Nova Forge offers another path: more access to the training process, but within Amazon’s cloud environment. For Amazon, that could make AI customization part of the broader competition for cloud customers.

Amazon’s broader AI bet

Amazon remains a darker horse in the AI race because it was relatively late to develop truly cutting-edge AI language models. Still, the company is building a wider set of advanced AI capabilities. It has added generative AI to its shopping platform, including the ecommerce-focused chatbot helper Rufus.

Like other major technology companies, Amazon is investing billions in AI infrastructure, betting that demand for AI will keep growing quickly. It is competing with Google and Microsoft for cloud customers. OpenAI is also building infrastructure rapidly and could someday become a cloud player itself.

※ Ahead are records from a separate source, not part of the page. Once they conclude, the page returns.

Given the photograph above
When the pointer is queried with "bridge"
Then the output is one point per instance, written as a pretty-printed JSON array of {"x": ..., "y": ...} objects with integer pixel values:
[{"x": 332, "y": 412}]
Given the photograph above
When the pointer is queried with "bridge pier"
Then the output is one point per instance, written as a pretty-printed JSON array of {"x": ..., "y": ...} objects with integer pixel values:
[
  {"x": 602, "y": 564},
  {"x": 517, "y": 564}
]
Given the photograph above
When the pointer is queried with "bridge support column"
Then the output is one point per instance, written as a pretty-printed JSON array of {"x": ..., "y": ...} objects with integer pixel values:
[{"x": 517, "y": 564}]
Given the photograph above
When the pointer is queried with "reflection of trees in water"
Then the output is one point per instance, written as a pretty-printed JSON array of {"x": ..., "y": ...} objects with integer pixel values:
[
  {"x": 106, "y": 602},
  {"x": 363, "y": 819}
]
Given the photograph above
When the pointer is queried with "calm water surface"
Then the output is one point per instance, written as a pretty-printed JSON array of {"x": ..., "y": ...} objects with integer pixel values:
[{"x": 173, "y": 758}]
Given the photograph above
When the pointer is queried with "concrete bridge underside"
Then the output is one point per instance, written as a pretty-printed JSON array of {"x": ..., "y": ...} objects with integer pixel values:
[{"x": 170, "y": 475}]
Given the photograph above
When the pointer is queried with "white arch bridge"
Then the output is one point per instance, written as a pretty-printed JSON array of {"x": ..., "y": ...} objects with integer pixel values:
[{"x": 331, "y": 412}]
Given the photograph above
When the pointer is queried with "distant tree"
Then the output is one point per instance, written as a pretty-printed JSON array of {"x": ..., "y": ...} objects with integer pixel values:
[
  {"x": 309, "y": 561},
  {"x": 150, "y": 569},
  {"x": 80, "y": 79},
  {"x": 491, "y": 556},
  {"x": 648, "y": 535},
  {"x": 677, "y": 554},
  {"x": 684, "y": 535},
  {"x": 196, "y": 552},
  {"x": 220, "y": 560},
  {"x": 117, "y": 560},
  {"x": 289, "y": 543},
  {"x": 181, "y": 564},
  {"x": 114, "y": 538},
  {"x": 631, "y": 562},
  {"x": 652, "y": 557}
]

Amazon has also invested $8 billion in Anthropic, a major OpenAI competitor founded by staff who left the maker of ChatGPT. At the hardware level, Amazon is trying to challenge Nvidia’s dominance, and Anthropic’s latest models are trained on Amazon’s custom Trainium chips.

Nova 2 Omni points to another part of Amazon’s ambition. The model can take images, audio, video, and text as input and use simulated reasoning to generate output. Prasad says that, to his knowledge, no other AI company has released a fully multimodal model of this kind.

The strongest message from Amazon’s announcement is not only that it has new AI models. It is that the company wants the future of enterprise AI to be more specialized, more closely tied to customer data, and more deeply connected to cloud infrastructure.